Beside all aforementioned applications, the D-Wave quantum annealer architecture has limitations that not only restrict the process of mapping problems into an executable QMI (namely the sparse connectivity of the Chimera topology) but also lower the quality of results—i.e., the energy value of resulting samples (attained by the quantum annealer) is higher than the ground state of the given Ising Hamiltonian. In other words, casting a problem to an Ising Hamiltonian that represents the solution of the problem in its ground state does not guarantee that executing the corresponding QMI on a quantum annealer—like the D-Wave quantum processing unit (QPU)—will attain a global optimum.

For a given QMI, the D-Wave QPU draws samples from a problem-dependent pseudo-Boltzmann distribution at cryogenic temperatures19. The energy values of samples from the D-Wave QPU follow a Gaussian distribution. Thus, when we increase the number of reads/samples, we expect that the average parameter in the corresponding Gaussian distribution to approach the ground state energy of the corresponding Ising Hamiltonian—i.e., the probability of finding the global minimum approaches one. There are several drawbacks, nevertheless, that prevent quantum annealers from attaining a global minimum—including, but not limited to, confined anneal time, coefficients’ range and precision limitations, noise, and decoherence. From a quantum computing perspective, an adiabatic quantum computer needs to search for the ground state of a non-stoquastic Hamiltonian in order to be universal (which would make them equivalent to gate models); nevertheless, the D-Wave QPU samples from the ground state(s) of an Ising Hamiltonian which is stoquastic11,16,36.

Since coupling every qubit to every other qubit in a quantum annealer is impractical, the D-Wave QPU has a sparse structure/architecture—so-called Chimera topology. Hence, we entangle multiple qubits to represent virtual qubits with higher connectivity. Chaining physical qubits substantially reduces the capacity of QPUs—e.g., 2,048 qubits in the Chimera architecture is equivalent to a clique of size 64. It is possible to implicitly leverage the capacity of the current D-Wave QPUs37, albeit executing multiple QMIs. In addition, virtual qubits are vulnerable to breaking—the longer the chains, the higher the probability they break during the annealing process. Although we can remediate broken chains by applying postprocessing methods on classical computers (e.g., voting among the physical qubits on a chain), some chains break because they represent a state with lower energy.

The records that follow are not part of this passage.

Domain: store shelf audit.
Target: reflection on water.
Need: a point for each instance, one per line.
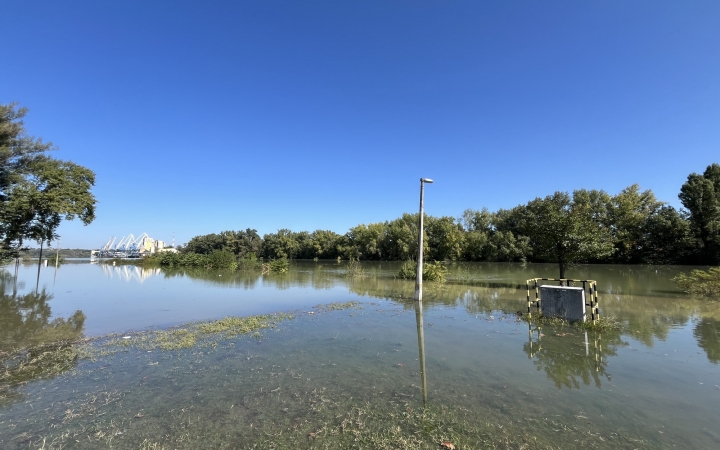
(649, 385)
(129, 273)
(421, 346)
(569, 357)
(707, 332)
(32, 345)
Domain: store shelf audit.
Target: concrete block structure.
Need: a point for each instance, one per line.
(563, 301)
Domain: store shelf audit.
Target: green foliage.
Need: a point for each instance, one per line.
(280, 265)
(432, 271)
(589, 226)
(37, 192)
(217, 259)
(705, 283)
(701, 196)
(249, 262)
(354, 269)
(600, 324)
(562, 230)
(239, 243)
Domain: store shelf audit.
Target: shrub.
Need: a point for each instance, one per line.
(432, 271)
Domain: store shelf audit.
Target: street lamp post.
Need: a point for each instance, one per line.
(418, 278)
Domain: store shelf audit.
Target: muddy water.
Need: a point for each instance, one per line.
(351, 378)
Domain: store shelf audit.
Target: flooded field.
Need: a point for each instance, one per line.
(140, 359)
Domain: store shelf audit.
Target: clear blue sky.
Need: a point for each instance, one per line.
(199, 117)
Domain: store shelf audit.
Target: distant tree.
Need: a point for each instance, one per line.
(37, 192)
(401, 238)
(366, 242)
(666, 238)
(205, 244)
(474, 220)
(242, 243)
(628, 214)
(563, 230)
(282, 244)
(325, 244)
(701, 196)
(446, 238)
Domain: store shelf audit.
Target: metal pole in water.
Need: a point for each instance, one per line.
(421, 348)
(418, 277)
(37, 283)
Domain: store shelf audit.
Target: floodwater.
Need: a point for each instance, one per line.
(352, 377)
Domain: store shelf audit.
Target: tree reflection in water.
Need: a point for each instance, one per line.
(32, 345)
(570, 356)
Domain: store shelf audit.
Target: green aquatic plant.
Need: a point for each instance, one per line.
(280, 265)
(194, 334)
(337, 306)
(704, 283)
(432, 271)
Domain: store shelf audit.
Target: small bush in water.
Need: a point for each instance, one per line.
(432, 271)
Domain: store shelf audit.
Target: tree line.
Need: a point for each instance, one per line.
(37, 191)
(590, 226)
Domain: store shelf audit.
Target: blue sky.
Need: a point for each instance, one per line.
(199, 117)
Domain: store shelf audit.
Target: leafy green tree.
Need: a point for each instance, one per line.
(402, 236)
(666, 238)
(474, 220)
(37, 192)
(367, 242)
(242, 243)
(205, 244)
(325, 244)
(701, 196)
(563, 231)
(628, 213)
(446, 238)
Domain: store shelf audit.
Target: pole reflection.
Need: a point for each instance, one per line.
(421, 346)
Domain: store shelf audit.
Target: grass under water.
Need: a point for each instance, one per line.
(306, 384)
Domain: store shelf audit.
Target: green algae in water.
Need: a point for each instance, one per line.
(325, 381)
(186, 336)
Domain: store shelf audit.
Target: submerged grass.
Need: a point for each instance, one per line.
(337, 306)
(202, 334)
(600, 324)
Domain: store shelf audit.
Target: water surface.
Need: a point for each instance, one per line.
(328, 375)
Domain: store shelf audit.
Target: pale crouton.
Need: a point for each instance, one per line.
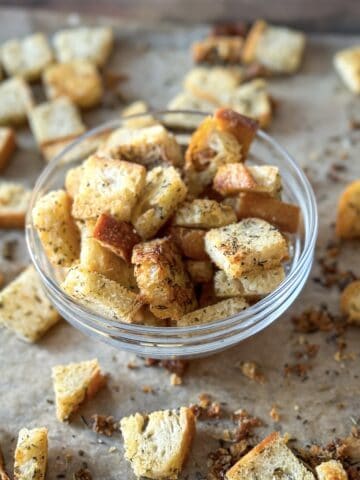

The required anneal time in a quantum annealer to keep the process adiabatic has a reverse exponential relation to the energy gap between the ground state (global minimum) and the first excited state (a state right above the global minimum)9,11. In the current generation of the D-Wave QPU, hi {−2, +2} and Jij {−1, +1}. Thus, one needs to scale the resulting Ising model, Eq. (1), by dividing all coefficients with a large-enough positive number to satisfy the QPU hardware constraints. Although scaling coefficients does not alter the ground state of the corresponding Ising model, it reduces the energy gap between the ground and the first excited states. As a result, the required annealing time can quickly exceed the maximum possible anneal time on a physical quantum annealer (for example 2,000 microseconds on the D-Wave QPUs) and makes the process diabatic, which exponentially reduces the probability of getting to the ground state11,16.

The current generation of the D-Wave QPUs uses 8–9 bits for representing coefficients in Eq. (1). Hence, the D-Wave QPU truncates coefficients of a QMI prior to putting qubits in their superposition, which can result in the Ising model having a different ground state—compared to the original QMI. Consequently, the D-Wave QPU may solve a different problem whose result is either infeasible or less accurate than the original problem of interest38,39. Applying preprocessing techniques40 and classical postprocessing heuristics41 can remarkably enhance the performance of the D-Wave QPU; however, from a problem-solving viewpoint, the D-Wave quantum annealer cannot guarantee to achieve a global optimum.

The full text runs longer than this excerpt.